Für dieses Wandeln auf dem schmalen Grad zwischen Witz und Tragik, Philosophie und Alltag ist Lausund preisgekrönt. Außerhalb der Theaterszene kennt man sie unter ihrem Pseudonym Mizzi Meyer, Drehbuchautorin des „Tatortreinigers“. In der Fernsehserie fand sich Bjarne Mädels Schotty in Situationen wieder, in denen es um die großen Fragen des Lebens ging: Wie geht Haltung? Was ist Liebe? Was kommt nach dem Tod? Diese Kombination aus gesundem Menschenverstand, den Abgründen des Alltäglichen und Philosophie prägt auch Lausunds Stücke. An den Kammerspielen des Deutschen Theater lief zuletzt „Der Weg zum Glück“, ein hinreißend komischer, hinreißend trauriger Monolog, den Bernd Moss spielte (wie übrigens schon zur Hamburger Uraufführung 2004). Auch in einer „Tatortreiniger“-Folge hatte er einen markanten Auftritt als neurotischer Schriftsteller.

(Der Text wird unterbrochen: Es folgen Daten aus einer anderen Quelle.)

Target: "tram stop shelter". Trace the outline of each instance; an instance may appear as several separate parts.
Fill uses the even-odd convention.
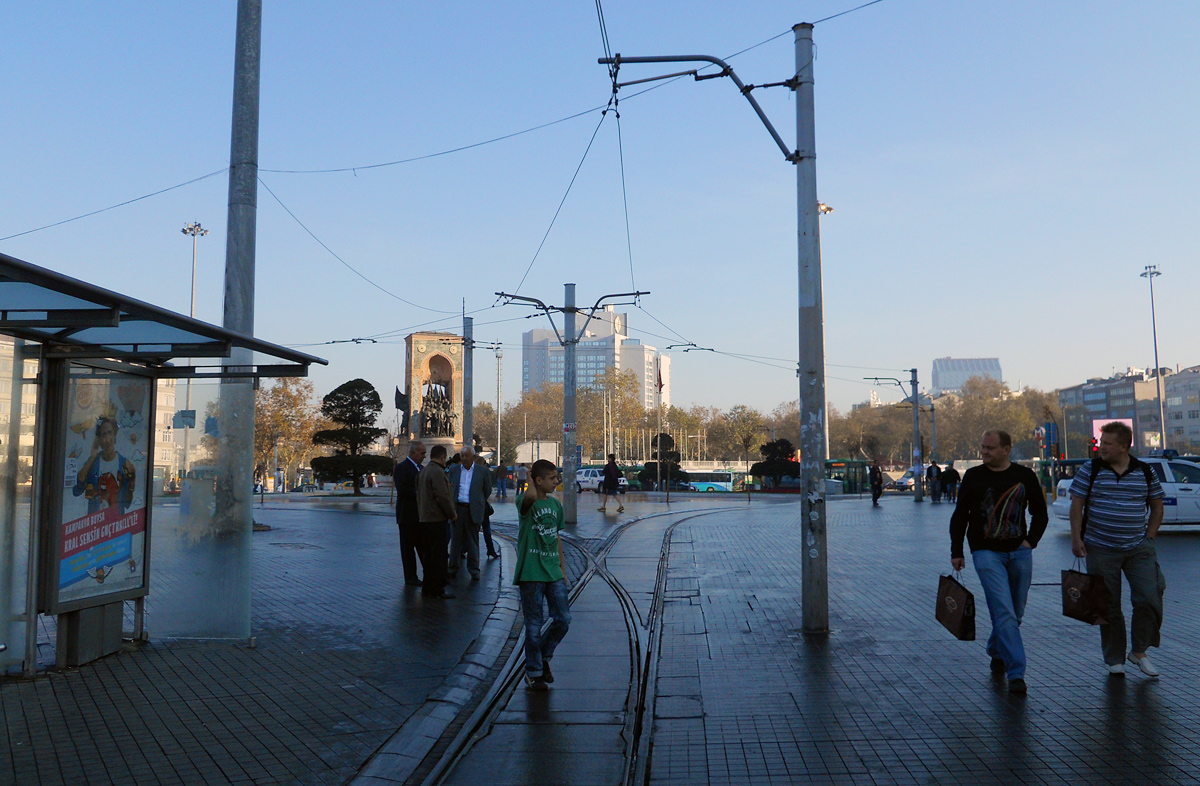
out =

Ehrensache, dass Moss auch jetzt wieder dabei ist. Er gehört zu jenen im Ensemble, die trotz des Intendanzwechsels bleiben, und man merkt einmal mehr, warum das Deutsche Theater ihn braucht. Niemand sonst beherrscht derart den leichten, ironischen Ton, der jederzeit in Verzweiflung oder Schärfe kippen kann. Niemand tänzelt so elegant, als wäre es nichts, dabei in einem Reifrock zu stecken. Niemand verströmt eine derartig angekratzte Würde.

Wobei Regine Zimmermann ihm eine großartige Partnerin ist mit ihrer angerauten Stimme und ihrem Körper, der sich immer etwas widerständig über die Bühne zu bewegen scheint. Beide stecken in denselben neongelben Kleidern, oben Mönch, unten Prinzessin. Beide trippeln über die Bühne wie Hoffräulein. Mal sprechen sie chorisch, mal teilen sie den Monolog unter sich auf, als wären sie ein zweiköpfiges Wesen, dessen Münder einander auch mal widersprechen: „Angenommen mal, ich habe eine Seele…“

Regisseur FX Mayr hat die beiden Monologvarianten (die sich ohnehin nur in Details unterscheiden) vereint. Gemeinsam schickt er Moss und Zimmermann auf Korbinian Schmidts Bühne der DT-Kammerspiele, ein rot-pinker Boden, der hinten von einer Bretterwand begrenzt wird (wartet da das Jenseits?). Vor allem aber hat er vier Tänzerinnen und Tänzer hinzugefügt mit weiten Capes und Masken, die an Tiere erinnern: Ein Vogel ist dabei, Reptilien, eine Raubkatze – halb Engel, halb jene Tiergötter, die der Erzähler auf seiner Suche nach der gültigen Religion gerne ausschließen möchte (auch der titelgebende Froschgott gehört dazu).

Zu den treibenden, dann stolpernden Beats von Matija Schellander lassen sie die Hände flattern, schreiten mal entschieden, dann eher tastend aus. Das sieht gut aus und lässt dem Kopf Raum, um den dichten Text sacken zu lassen. Sie verwandeln nach einer guten Stunde die Bühne zudem in ein Fest. Das Publikum strömt runter zu Freibier, Laugengebäck und Musik – ein befreites Aufatmen, bevor Moss und Zimmermann zum Finale ansetzen, das es noch mal in sich hat.

Denn das, was Lausunds Text verhandelt, ist so stark, weil man die Gedanken der Erzählerfigur im Kopf direkt weiterspinnt. Weil ihre Ängste, Sorgen, Spekulationen menschlich, allzumenschlich sind. Weil hinter allem die Zumutung steckt, sterben zu müssen. Und weil gegen diese Angst manchmal nur das Lachen hilft.